"Got to Be Real" is the third episode of the eleventh season (223rd episode overall) of the American television medical drama Grey's Anatomy. It aired on October 9, 2014 on ABC in the United States. The episode was written by Zoanne Clack and directed by Rob Corn. On its initial airing it was watched by 8.48 million viewers and was well received amongst critics.

In the episode Owen introduces Callie to the Veterans Hospital patients in hopes that she will help them with her robotic limb lab, Jo becomes jealous of Alex and Meredith’s friendship, and Maggie continues to confide in Richard. Meanwhile, Alex and Bailey prepare to go in front of the board.

Plot
Callie follows Owen through a Veterans' rehab facility. She says that she's there to give a speech on residual limb health and that is it, because she has a child and she and Arizona are trying to have another one and Arizona's starting a fellowship and she's stretched too far already. Owen says she's just going to meet a couple guys. They enter a room where several amputee veterans are gathered. until Jackson steps in. As Alex tries to prepare for his presentation to fill Cristina's position on the board, Meredith distracts him with the news of her new half-sister Maggie in the shower, and Jo becomes jealous.

Searching through hospital records, Meredith finds out that Maggie is indeed her half-sister. Ellis was unknowingly pregnant when she was admitted for slitting her wrists. Derek and Amelia fight over being the Chief of Neurosurgery, which makes Derek second guess his decision to stay in Seattle. With the new fellowship and the wounded veterans project, Arizona is concerned about having the time to have another baby causing Callie to once again doubt their future together.

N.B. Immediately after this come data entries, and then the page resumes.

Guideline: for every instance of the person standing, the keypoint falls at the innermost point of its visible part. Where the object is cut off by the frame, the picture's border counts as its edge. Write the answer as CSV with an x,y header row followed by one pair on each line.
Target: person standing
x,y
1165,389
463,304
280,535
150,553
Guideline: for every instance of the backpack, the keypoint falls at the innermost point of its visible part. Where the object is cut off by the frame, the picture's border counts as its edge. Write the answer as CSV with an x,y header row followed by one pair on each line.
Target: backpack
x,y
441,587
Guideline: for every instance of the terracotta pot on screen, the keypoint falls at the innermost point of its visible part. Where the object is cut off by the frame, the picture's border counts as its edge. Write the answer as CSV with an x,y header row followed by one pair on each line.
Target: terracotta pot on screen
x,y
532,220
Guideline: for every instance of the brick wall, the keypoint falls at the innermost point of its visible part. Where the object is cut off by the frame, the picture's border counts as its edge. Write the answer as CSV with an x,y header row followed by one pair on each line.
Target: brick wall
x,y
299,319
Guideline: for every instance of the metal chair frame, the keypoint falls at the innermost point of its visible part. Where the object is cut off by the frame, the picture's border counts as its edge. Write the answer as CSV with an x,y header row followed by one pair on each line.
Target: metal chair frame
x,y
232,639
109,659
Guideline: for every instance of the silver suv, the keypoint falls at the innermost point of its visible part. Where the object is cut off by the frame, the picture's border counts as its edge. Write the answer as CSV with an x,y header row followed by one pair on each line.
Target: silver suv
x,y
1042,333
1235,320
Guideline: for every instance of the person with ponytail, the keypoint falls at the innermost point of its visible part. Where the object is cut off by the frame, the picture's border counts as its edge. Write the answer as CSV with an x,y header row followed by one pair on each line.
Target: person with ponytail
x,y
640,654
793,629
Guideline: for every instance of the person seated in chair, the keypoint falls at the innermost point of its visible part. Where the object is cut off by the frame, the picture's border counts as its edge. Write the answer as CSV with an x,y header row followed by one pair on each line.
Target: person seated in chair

Richard attempts to tell Maggie that he is her father, but she already knew who he is and blames him for not telling her sooner. Alex and Bailey go head to head in front of the board for the open spot. Bailey comes in and gives her presentation, then Alex gives his. Arizona peeks out of the room and calls Alex in. He follows her back into the room. A few moments later, he comes back out and tells Bailey congratulations as he walks past her. Arizona then calls Bailey back into the room. The board congratulates her as Alex continues to walk out of the hospital.

Reception

Broadcast
"Got to Be Real" was originally broadcast on October 9, 2014, in the United States on the American Broadcasting Company (ABC). The episodes were watched by a total of 8.48 million viewers. In the key 18-49 demographic, the episode scored a 2.4/8 score and ranked 18 in viewership for 18-49 demographics.

Reviews
Entertainment Weekly gave a mixed review praising Justin Chambers' character Alex Karev stating, "What could have been the darkest and most dramatic face-off of the episode ended up being the most enjoyable, mostly because watching Karev adapt to being Meredith’s person—which means letting go of any sort of personal boundaries he might have—is fun, funny, and feels so very right." and further adding on Ellen Pompeo's character wrote, "She’s not grateful that he’s home because her career is just as important as his. “I’m the sun, and he can go suck it!” Ah, yes. A drunk Meredith is the best Meredith."

Fempop also lauded Pompeo for her portrayal of Meredith Grey saying, I can’t decide what my favorite scene of Got To Be Real is which probably means it was an excellent episode. Like do I choose Meredith drunkenly calling herself the sun and thus revealing years of pent up insecurity. Or her uncapping the lid on her self-absorption jar to complain to Alex while he showers? Or maybe the part where she’s about to tell Derek about her sister but he’s being such a monumental McAss that she clams up like they’re stuck in season 2. See what I’m saying? I’m excited about a Meredith plot you guys. That means things are good." also praised Callie Torres adding, "The Callie/Owen screaming match gave me life. Finally someone besides Cristina is putting him in his place. The hug and his confession and her taking no shit later also helped."

TV Fanatic also gave largely positive review to the episode, "There are so many shows that I keep watching out of loyalty. Grey's Anatomy is the exception. Even in its 11th season, I'm seriously still loving that Shonda and company are totally bringing their A-game." also enjoying Meredith-Alex story, "I love seeing Alex and Meredith together, but I'm missing Jolex moments like crazy."